Comcast joins fellow media conglomerate AT&T in crediting customers. Back in June, AT&T, parent company of DirecTV, stated that any rebates they get from programmers will go towards crediting customers, Multichannel reported.

“With the professional baseball and soccer seasons postponed or suspended, our customers who subscribed to MLB Extra Innings and MLS Direct Kick will receive credits for any payments already made toward their subscription and we have postponed future charges until we learn more from the leagues,” the company said in a statement. “We continue to monitor the situation closely and are in contact with programmers and sports leagues as they plan their next steps. Any rebates we receive from programmers and sports leagues will be provided to our customers.”

Charter, which was also mentioned in AG James’ letter, offered a slightly different response. According to Deadline, Charter CEO Tom Rutledge revealed that cutting fees for games not played is not entirely up to the cable company. “We have a structure where its all bundled together and tied together contractually and we have very little control over it,” he said during the company’s Q1 earnings call. “We would love to see our customers be relieved if they can be. Ultimately it’s the athletes who are getting the money and … someone has to give up their money and give it back to the consumer and that has not happened yet.”

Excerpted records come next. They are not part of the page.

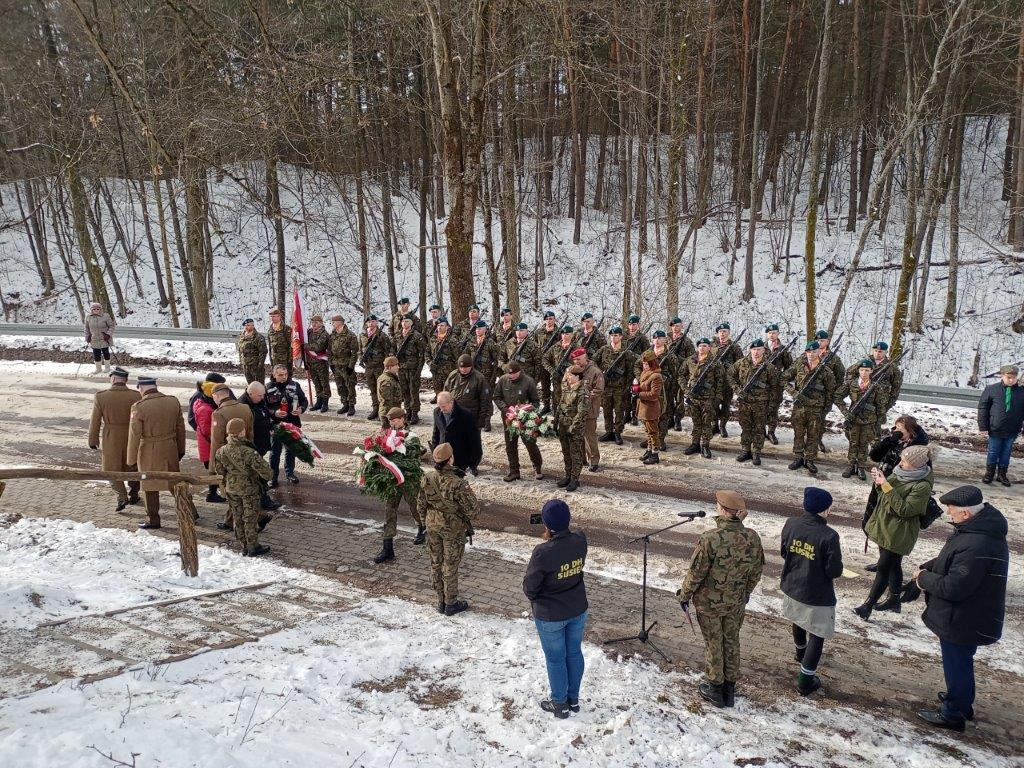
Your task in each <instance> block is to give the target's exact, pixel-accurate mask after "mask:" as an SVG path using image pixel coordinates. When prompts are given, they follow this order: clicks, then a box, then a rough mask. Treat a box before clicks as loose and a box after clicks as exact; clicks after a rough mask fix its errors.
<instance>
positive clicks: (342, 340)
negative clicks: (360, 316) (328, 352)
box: [328, 314, 359, 416]
mask: <svg viewBox="0 0 1024 768" xmlns="http://www.w3.org/2000/svg"><path fill="white" fill-rule="evenodd" d="M331 325H332V326H333V328H334V330H333V331H332V332H331V338H330V340H329V342H328V350H329V362H330V364H331V373H333V374H334V382H335V385H336V386H337V387H338V397H340V398H341V408H340V409H338V413H339V414H340V415H342V416H345V415H348V416H355V360H356V359H357V358H358V356H359V339H358V338H357V337H356V336H355V334H353V333H352V332H351V331H349V330H348V327H347V326H346V325H345V318H344V317H342V316H341V315H340V314H336V315H334V316H333V317H332V318H331Z"/></svg>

Cable and satellite customers pay up to $20 per month is additional fees for sporting packages. However, since the lockdowns, cable companies continued to collect fees despite the fact that many games were canceled starting in March.

In her letters, James asked providers to find ways to “appropriate refunds, discounts and reductions of charges and fees, payment deferrals, and waiver of termination fees, at least until live sports programming is resumed.”